While digging into Kurt Vonnegut’s archives at Indiana University, Dan Wakefield and Jerome Klinkowitz found five short stories that had never been published before. The Atlantic has posted one of them, The Drone King, in its entirety. The others are included in a new collection, Kurt Vonnegut: Complete Stories. From Kurt Vonnegut’s “The Drone King:”
One thing about the investment-counseling business: The surroundings are almost always nice. Wherever my work takes me, prosperity has beat me there.
Prosperity beat me to the Millennium Club by about 100 years. As I walked through the door for the first time, my cares dropped away. I felt as though I’d just finished two brandies and a good cigar. Here was peace.
It was a club downtown—six stories of snug hideaways and playthings and apartments for rich gentlemen. It overlooked a park.
The foyer was guarded by an elegant old man behind a rosewood desk.
I gave him my card. “Mr. Quick? Mr. Sheldon Quick?,” I said. “He asked me to come over.”
He examined the card for a long time. “Yes,” he said at last. “Mr. Quick is expecting you. You’ll find him in the small library—second door on the left, by the grandfather clock.”
“Thank you,” I said, and I started past him.

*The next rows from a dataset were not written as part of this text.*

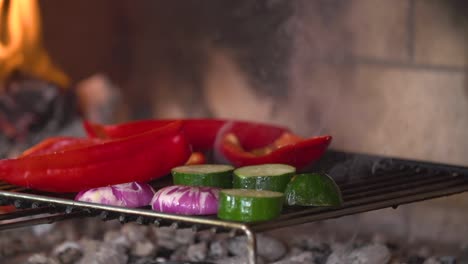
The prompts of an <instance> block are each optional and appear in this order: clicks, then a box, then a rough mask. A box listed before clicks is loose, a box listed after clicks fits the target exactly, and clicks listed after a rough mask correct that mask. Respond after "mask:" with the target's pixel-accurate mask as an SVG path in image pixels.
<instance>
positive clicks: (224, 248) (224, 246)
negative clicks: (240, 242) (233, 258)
mask: <svg viewBox="0 0 468 264" xmlns="http://www.w3.org/2000/svg"><path fill="white" fill-rule="evenodd" d="M227 247H228V246H227V242H226V240H216V241H213V242H211V244H210V249H209V251H208V255H209V257H210V258H213V259H219V258H225V257H227V256H228V249H227Z"/></svg>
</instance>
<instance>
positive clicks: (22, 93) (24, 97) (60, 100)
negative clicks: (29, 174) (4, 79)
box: [0, 74, 78, 157]
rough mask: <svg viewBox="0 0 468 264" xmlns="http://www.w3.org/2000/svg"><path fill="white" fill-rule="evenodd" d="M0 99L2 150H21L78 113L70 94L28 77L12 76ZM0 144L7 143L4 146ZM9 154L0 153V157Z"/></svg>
mask: <svg viewBox="0 0 468 264" xmlns="http://www.w3.org/2000/svg"><path fill="white" fill-rule="evenodd" d="M3 88H4V91H5V92H4V93H2V94H1V95H0V138H1V139H0V141H1V142H2V146H3V148H2V149H15V148H16V149H18V147H20V148H21V149H19V151H22V150H24V148H27V147H28V146H29V145H31V144H34V143H36V142H37V141H38V140H40V139H41V138H44V137H45V136H48V135H53V134H55V133H56V132H57V131H59V130H60V129H61V128H62V127H63V126H64V125H66V124H67V123H69V122H70V121H72V120H74V119H75V118H76V116H77V113H78V112H77V109H76V108H75V107H74V106H75V104H74V102H75V98H74V96H73V94H72V93H71V90H67V91H65V90H62V89H61V88H59V87H57V86H55V85H53V84H50V83H47V82H45V81H43V80H39V79H35V78H31V77H29V76H25V75H21V74H15V75H13V76H11V78H10V79H9V80H7V81H6V85H5V87H3ZM3 143H8V145H4V144H3ZM11 154H12V153H10V152H8V153H0V155H1V156H2V157H5V156H11Z"/></svg>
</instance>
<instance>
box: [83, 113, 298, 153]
mask: <svg viewBox="0 0 468 264" xmlns="http://www.w3.org/2000/svg"><path fill="white" fill-rule="evenodd" d="M174 121H176V120H175V119H155V120H140V121H132V122H127V123H123V124H118V125H101V124H96V123H91V122H89V121H84V122H83V125H84V128H85V130H86V132H87V134H88V136H90V137H97V138H121V137H128V136H130V135H134V134H139V133H142V132H144V131H147V130H149V129H154V128H156V127H161V126H164V125H166V124H168V123H170V122H174ZM180 121H183V122H184V123H185V125H184V131H185V134H186V136H187V138H188V140H189V142H190V143H191V144H192V147H193V151H198V152H204V151H208V150H212V149H213V148H214V146H215V145H216V141H217V140H218V143H219V142H220V140H221V135H223V134H226V133H234V134H235V135H236V136H237V137H238V138H239V140H241V142H242V144H243V145H244V147H245V148H247V149H254V148H260V147H263V146H265V145H268V144H270V143H271V142H273V141H274V140H275V139H277V138H278V137H280V136H281V135H282V134H283V133H284V132H287V131H289V130H288V129H287V128H283V127H280V126H273V125H267V124H262V123H254V122H246V121H237V120H223V119H182V120H180Z"/></svg>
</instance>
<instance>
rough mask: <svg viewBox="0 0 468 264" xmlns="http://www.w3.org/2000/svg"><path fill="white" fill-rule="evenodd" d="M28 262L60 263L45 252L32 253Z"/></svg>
mask: <svg viewBox="0 0 468 264" xmlns="http://www.w3.org/2000/svg"><path fill="white" fill-rule="evenodd" d="M26 264H59V263H58V262H57V261H56V260H55V259H53V258H49V257H47V256H46V255H45V254H43V253H38V254H34V255H31V256H30V257H29V258H28V260H27V261H26Z"/></svg>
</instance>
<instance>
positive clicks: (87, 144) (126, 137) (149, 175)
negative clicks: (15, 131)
mask: <svg viewBox="0 0 468 264" xmlns="http://www.w3.org/2000/svg"><path fill="white" fill-rule="evenodd" d="M71 141H72V142H71V143H70V142H68V143H70V144H69V145H67V147H65V148H63V149H61V148H60V147H57V145H56V144H57V143H58V142H60V140H59V139H51V140H50V141H49V142H46V143H43V145H42V147H38V148H36V149H32V150H31V151H30V152H29V153H25V155H23V156H21V157H19V158H16V159H4V160H0V179H1V180H4V181H6V182H9V183H11V184H15V185H19V186H24V187H28V188H33V189H37V190H43V191H51V192H78V191H81V190H85V189H90V188H95V187H100V186H106V185H113V184H119V183H125V182H131V181H140V182H147V181H149V180H152V179H156V178H159V177H162V176H164V175H167V174H168V173H169V172H170V170H171V169H172V168H173V167H175V166H179V165H182V164H184V163H185V162H186V161H187V160H188V158H189V156H190V154H191V150H190V146H189V144H188V141H187V138H186V137H185V136H184V134H183V122H180V121H179V122H171V123H168V124H167V125H165V126H160V127H157V128H154V129H149V130H147V131H145V132H142V133H138V134H134V135H132V136H128V137H124V138H119V139H112V140H96V139H89V141H87V140H85V139H83V140H81V139H80V140H75V141H73V140H71ZM54 146H55V150H53V149H54ZM41 151H43V153H39V152H41ZM51 151H52V152H51Z"/></svg>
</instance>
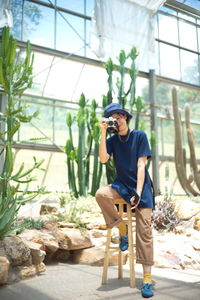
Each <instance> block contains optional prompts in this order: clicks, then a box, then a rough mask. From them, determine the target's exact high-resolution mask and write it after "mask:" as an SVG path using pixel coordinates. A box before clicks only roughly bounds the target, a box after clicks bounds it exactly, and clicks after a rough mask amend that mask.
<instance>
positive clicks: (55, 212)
mask: <svg viewBox="0 0 200 300" xmlns="http://www.w3.org/2000/svg"><path fill="white" fill-rule="evenodd" d="M48 214H51V215H52V214H53V215H57V214H58V210H57V208H56V207H55V206H52V205H48V204H42V205H41V208H40V215H48Z"/></svg>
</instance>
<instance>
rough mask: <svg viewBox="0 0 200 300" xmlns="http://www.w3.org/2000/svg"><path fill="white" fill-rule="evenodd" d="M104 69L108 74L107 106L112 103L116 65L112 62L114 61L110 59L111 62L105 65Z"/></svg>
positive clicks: (112, 98)
mask: <svg viewBox="0 0 200 300" xmlns="http://www.w3.org/2000/svg"><path fill="white" fill-rule="evenodd" d="M104 67H105V69H106V71H107V73H108V93H107V105H108V104H110V103H112V99H113V96H112V92H113V77H112V73H113V70H114V64H113V62H112V59H111V58H109V60H108V61H107V62H106V63H105V64H104Z"/></svg>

He caught my sleeve. “Sir—”“Yes?,” I said.
“You aren’t wearing a boutonniere, are you?”
“No,” I said guiltily. “Should I be?”
“If you were,” he said, “I’d have to ask you to check it. No women or flowers allowed past the front desk.”
I paused by the door of the small library. “Say,” I said, “you know this clock has stopped?”
“Mr. Quick stopped it the night Calvin Coolidge died,” he said.